There is also a special mode to capture a scene from multiple phones connected to each other but I haven't had the opportunity to test it so I can't tell you much more about it. Sorry!
Overlay & Functions
The Huawei P8 is powered by Lollipop 5.0 and Emotion UI, in version 3.1. It is in line with the previous versions, with an interface that is very reminiscent of… iOS.
The lock screen, for starters, will display the usual information and just swipe up from the bottom to reveal shortcuts pointing to tools or media player controls.
No double tap to wake the phone, however, and it is sorely lacking.
The home screens are still there and they can accept shortcuts or widgets, as desired. Huawei has chosen to remove the drawer and all the installed applications will be automatically added to the last home screen, one after the other.
Then again, it's very hard not to think about Apple's mobile platform.
The action center is both clear and readable. It is structured around two separate tabs. The one on the left lists the alerts generated by the applications, the one on the right displays the quick settings.
The visuals are refined and neat, with many transparency effects. I really like.
Just like on iOS, just drag the screen down (from the middle) to display the internal search engine. Below, we will also find the list of the last applications launched.
Multitasking just displays thumbnails on a grid. As indicated above, it is not necessarily the most responsive and that's a shame.
On the practical side, there are several energy savers and a well thought-out capture tool. Just double knock on the phone glass with the knuckle of your finger to capture what is displayed on the screen.

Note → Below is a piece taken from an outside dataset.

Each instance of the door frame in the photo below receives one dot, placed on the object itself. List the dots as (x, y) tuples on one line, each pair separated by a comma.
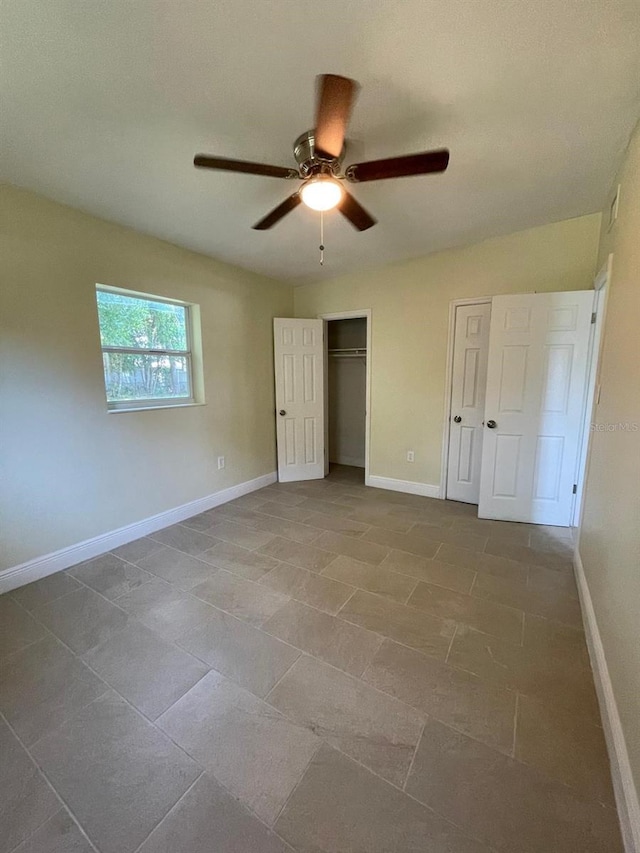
[(448, 385), (363, 313), (592, 390)]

To go faster, we can also surround the elements that interest us, always with the articulation.
Emotion UI also supports themes. There is something for everyone and you will be spoiled for choice since there are dozens of them.
So of course, this overcoat will probably not please purists, but it is still well thought out and we quickly find its marks.
The P8 is a great surprise and I had a great time with it.
It is beautiful, it runs well and its sensor is doing it with all the honors. Nothing to say about the functions either. Emotion UI may not be perfect, but at least it has the merit of being accessible and easy to use.
Be careful though because the terminal is not perfect for all that. Its screen is not very bright and its autonomy leaves a little to be desired. Even if it means choosing, I would have preferred a phone a little thicker, and with a bigger battery.
Now, we must not lose sight of the fact that the P8 is offered from 499 euros. And that casually, it's a hell of an asset.
Do I recommend it? Yes, without hesitation. It is even a very nice alternative to the main flagships on the market.